Durante a assinatura da alta, era bem de manhã e fazia sol. Minha mãe e eu caminhávamos pelo corredor e logo na saída, vi o pai do Luiz Ricardo de Werk Jr. ( o júnior) colega de infância e de bairro, adentrando as dependências do hospital. Pegamos um táxi e voltamos pra casa. Acho que tive sorte, apesar da sensibilidade à luz ainda persistir, saí sem seqüelas e totalmente curado.
Em 1995 o hospital, já desativado, ganhou destaque na mídia, quando o ator Matheus Nachtergaele encenou uma peça de teatro polêmica nas dependências do hospital, chamada " O livro de Jó". Abaixo, um trecho de uma matéria da época:
"Agora, os três andares do pavilhão do Hospital Umberto Primo, na região da avenida Paulista, foram reinventados como labirinto onde o público acompanha as cenas. A iluminação de Guilherme Bonfanti e a cenografia de Marcelo Pedroso e o próprio Araújo dão a perspectiva onírica - ou melhor, de pesadelo.
O ambiente hospitalar, com todo seu descalabro público e morbidez, esta representado. O sangue que envolve Jó, em interpretação contagiante de Matheus Nachtergaele, o cheiro de éter, os corredores gélidos, as macas, o soro... Difícil manter a distância emociona em "O Livro de Jó".
No sábado passado, um espectador desmaiou quando as cenas aconteciam ainda no primeiro andar.

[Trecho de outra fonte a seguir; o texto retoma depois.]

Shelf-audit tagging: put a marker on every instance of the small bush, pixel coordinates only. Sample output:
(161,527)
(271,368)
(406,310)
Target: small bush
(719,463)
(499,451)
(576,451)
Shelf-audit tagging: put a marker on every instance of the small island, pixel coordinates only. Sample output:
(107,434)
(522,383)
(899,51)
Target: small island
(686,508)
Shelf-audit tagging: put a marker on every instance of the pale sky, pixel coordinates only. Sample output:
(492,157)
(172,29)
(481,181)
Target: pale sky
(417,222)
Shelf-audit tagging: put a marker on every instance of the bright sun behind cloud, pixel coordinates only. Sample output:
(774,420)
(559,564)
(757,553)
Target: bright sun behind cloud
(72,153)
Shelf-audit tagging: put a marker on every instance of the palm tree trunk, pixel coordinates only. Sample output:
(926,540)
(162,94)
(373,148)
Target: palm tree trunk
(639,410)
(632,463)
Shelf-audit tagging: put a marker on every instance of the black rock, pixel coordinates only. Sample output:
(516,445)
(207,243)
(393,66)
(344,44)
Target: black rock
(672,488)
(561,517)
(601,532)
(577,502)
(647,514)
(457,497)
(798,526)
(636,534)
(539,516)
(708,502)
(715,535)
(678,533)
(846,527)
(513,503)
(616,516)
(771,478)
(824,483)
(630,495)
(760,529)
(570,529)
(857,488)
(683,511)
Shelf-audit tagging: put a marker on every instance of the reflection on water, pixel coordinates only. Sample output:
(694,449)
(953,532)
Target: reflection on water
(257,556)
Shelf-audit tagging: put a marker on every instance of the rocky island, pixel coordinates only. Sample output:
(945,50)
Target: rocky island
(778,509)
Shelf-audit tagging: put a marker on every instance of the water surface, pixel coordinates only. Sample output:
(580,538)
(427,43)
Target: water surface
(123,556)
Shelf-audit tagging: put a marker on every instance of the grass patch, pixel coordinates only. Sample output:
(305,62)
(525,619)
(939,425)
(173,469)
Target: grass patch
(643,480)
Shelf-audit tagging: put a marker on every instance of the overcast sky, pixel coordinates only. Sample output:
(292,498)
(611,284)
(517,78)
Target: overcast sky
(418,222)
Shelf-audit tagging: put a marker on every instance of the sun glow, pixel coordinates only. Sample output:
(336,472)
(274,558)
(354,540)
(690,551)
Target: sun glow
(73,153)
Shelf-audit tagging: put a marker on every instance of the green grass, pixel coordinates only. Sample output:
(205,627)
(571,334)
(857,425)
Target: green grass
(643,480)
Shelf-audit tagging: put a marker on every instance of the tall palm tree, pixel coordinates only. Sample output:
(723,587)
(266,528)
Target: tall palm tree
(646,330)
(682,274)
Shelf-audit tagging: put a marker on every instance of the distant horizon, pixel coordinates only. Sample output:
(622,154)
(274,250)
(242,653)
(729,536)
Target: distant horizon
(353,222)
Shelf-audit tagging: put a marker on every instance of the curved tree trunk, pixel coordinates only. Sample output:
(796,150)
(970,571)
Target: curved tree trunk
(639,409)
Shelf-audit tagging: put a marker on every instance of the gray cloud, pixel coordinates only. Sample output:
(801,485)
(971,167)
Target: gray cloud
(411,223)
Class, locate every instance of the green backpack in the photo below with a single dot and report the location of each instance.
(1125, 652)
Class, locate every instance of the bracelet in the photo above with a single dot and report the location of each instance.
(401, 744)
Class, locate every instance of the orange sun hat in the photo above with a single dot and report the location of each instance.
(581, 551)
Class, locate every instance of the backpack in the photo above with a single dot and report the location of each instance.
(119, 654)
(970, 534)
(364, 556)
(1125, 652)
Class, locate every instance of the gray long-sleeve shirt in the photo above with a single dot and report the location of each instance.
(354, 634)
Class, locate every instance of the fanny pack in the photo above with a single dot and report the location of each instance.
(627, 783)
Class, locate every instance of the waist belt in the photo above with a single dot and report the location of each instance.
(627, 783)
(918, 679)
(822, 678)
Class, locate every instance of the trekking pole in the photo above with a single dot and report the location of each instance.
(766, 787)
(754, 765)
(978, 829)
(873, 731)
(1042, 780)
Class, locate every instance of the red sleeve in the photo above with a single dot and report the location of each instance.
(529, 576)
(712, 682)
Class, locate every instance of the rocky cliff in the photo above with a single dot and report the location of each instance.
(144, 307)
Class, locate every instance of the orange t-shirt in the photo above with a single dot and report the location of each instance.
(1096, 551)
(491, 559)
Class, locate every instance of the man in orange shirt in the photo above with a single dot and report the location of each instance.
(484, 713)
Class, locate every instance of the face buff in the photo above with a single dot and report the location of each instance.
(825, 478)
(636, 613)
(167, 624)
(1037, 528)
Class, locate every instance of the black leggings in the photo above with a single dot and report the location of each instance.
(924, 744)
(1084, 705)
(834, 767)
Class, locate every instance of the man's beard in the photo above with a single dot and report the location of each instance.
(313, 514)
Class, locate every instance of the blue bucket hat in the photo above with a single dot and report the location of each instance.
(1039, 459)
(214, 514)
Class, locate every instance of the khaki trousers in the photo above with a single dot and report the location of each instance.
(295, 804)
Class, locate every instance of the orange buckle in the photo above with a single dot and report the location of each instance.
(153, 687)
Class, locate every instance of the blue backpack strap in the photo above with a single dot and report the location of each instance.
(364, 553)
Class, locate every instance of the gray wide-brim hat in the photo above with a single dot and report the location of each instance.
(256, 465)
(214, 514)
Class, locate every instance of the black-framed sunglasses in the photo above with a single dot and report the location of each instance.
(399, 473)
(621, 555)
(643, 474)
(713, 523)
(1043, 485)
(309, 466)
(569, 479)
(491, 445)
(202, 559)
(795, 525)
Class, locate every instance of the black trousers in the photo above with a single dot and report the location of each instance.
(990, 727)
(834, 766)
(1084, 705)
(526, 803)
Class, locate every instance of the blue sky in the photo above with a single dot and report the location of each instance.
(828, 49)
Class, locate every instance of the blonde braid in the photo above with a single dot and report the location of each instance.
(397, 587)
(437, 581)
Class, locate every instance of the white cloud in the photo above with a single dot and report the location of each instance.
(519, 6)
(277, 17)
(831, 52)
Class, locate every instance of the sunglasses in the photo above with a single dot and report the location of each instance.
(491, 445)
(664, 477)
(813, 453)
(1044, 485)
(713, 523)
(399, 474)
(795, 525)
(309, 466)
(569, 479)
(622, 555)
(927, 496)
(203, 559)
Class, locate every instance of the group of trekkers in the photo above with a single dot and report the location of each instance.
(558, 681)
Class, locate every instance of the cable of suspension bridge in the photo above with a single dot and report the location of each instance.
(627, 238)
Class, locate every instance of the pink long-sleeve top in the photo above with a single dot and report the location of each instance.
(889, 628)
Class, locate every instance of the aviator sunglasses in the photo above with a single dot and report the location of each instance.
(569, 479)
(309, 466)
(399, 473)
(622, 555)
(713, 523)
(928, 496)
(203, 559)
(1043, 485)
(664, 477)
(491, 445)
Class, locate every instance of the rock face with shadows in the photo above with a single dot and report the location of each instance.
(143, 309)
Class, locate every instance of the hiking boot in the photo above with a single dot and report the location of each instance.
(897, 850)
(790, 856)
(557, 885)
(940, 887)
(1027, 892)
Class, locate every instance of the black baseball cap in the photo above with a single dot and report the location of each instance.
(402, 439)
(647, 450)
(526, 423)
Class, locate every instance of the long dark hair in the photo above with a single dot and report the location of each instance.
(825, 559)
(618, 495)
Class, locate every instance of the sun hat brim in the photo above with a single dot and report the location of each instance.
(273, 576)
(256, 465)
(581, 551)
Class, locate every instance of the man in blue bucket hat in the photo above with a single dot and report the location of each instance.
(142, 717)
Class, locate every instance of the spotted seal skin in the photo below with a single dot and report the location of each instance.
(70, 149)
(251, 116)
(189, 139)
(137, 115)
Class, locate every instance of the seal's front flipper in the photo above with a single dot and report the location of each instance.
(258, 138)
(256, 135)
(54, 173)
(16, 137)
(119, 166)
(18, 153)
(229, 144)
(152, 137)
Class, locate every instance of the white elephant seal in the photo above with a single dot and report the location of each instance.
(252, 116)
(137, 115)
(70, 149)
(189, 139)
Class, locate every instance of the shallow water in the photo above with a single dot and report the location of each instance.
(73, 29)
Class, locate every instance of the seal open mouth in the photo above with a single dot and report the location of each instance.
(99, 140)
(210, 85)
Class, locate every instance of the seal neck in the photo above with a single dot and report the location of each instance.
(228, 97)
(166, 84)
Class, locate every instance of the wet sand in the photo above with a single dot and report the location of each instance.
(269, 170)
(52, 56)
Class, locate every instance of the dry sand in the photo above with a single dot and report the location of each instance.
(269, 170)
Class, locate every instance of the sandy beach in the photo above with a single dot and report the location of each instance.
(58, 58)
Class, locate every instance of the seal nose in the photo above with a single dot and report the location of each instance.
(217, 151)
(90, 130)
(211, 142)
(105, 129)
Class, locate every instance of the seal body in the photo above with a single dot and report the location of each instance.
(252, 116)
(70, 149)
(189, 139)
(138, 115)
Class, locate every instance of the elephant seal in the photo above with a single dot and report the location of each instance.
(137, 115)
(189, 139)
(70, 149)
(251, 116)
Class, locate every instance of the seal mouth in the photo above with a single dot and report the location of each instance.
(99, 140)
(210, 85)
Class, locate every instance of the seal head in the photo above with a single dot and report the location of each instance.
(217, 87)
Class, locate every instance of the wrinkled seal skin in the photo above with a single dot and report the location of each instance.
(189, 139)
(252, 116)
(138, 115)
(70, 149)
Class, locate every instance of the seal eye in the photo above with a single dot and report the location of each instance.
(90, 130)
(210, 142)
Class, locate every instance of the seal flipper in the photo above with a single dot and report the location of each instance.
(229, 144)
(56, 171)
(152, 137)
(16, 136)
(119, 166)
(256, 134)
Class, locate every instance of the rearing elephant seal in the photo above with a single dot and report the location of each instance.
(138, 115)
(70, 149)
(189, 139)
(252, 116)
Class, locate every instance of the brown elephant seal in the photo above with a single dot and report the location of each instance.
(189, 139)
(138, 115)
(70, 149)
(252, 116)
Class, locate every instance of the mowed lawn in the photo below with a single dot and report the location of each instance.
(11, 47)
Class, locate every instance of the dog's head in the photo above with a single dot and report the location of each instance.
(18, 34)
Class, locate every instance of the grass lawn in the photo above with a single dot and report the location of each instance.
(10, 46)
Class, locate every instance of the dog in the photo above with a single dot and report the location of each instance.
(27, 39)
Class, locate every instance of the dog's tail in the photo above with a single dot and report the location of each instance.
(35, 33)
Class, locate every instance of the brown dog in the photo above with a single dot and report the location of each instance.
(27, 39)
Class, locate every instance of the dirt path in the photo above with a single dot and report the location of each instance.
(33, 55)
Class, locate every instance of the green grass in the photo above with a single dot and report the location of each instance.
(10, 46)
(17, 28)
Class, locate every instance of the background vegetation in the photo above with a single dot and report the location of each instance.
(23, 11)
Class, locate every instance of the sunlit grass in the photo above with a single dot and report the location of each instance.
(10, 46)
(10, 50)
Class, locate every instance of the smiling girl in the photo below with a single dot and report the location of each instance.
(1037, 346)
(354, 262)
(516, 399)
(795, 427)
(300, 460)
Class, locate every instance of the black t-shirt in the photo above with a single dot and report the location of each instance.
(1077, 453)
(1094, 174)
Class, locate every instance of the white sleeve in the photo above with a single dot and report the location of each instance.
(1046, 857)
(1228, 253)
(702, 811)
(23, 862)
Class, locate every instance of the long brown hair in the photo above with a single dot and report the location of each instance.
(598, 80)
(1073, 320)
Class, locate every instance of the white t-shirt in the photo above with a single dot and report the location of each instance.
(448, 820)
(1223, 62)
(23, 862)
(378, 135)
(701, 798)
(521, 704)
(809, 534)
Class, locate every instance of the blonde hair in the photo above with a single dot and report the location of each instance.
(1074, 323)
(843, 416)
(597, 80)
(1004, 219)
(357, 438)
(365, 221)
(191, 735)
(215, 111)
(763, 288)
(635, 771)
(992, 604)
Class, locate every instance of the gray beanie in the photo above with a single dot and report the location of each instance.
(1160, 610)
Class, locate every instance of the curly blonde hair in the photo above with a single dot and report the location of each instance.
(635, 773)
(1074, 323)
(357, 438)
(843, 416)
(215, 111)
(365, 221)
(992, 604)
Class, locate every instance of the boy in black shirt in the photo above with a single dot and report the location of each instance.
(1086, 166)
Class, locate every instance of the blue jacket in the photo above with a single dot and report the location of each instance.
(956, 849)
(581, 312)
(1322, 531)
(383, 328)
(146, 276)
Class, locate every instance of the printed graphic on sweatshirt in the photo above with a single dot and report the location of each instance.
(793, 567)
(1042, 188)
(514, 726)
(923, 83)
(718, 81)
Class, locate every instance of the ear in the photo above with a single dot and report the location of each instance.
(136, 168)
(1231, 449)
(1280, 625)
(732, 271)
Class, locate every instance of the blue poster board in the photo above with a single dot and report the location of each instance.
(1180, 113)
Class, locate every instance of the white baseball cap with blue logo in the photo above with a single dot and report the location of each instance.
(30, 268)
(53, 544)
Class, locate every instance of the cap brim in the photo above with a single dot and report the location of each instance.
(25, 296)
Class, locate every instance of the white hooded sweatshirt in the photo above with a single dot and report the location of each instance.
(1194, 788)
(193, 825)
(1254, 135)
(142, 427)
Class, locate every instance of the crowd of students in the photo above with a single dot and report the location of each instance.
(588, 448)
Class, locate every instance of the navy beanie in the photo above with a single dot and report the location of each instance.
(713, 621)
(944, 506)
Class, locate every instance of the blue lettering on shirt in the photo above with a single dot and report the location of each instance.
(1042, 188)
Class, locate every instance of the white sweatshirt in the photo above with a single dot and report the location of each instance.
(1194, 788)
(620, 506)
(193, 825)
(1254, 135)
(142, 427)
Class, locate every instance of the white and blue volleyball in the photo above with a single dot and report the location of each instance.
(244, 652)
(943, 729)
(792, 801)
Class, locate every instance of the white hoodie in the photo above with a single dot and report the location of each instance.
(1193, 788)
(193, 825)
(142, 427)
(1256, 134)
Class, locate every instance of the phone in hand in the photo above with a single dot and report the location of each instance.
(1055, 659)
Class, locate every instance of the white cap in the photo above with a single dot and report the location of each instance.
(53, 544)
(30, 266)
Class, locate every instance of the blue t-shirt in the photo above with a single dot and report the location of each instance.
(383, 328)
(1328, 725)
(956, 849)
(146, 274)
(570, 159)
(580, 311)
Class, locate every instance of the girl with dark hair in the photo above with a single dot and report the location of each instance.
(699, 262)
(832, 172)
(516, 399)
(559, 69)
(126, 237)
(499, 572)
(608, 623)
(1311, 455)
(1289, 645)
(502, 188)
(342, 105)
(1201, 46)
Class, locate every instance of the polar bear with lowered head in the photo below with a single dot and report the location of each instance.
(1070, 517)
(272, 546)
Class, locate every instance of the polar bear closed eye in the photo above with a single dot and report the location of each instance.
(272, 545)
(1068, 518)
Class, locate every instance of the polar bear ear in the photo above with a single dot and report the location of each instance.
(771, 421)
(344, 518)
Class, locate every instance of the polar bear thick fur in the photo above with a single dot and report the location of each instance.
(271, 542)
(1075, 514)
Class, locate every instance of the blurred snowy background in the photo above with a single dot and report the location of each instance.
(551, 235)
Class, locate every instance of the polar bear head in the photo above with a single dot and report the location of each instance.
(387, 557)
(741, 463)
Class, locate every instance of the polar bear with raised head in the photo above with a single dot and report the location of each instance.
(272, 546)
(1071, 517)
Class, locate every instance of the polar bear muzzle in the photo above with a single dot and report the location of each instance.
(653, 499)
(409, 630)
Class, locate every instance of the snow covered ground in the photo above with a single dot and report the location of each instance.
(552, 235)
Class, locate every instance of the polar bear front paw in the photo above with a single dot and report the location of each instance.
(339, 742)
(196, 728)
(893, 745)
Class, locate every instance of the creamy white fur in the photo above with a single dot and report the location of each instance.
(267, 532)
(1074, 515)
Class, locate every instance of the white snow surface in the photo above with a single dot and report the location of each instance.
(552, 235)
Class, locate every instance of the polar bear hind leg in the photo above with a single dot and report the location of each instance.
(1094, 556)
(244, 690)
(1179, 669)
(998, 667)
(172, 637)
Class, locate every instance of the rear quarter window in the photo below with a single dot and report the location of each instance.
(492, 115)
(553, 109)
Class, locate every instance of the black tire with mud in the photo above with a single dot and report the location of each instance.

Provável mal-estar diante do corpo de Jó mergulhado na pia de sangue".
A idéia da Puc é utilizar as salas do hospital como um espaço cultural e outras dependências seriam destinadas a espaços comerciais e lojas. Bom, só espero que não transformem num shopping center, pois o hospital traz boas e más lembranças a quem por lá passou e no meio de tanto concreto e aço, ainda conserva um certo romantismo arquitetônico decorado com o verde das árvores que ainda predominam na região.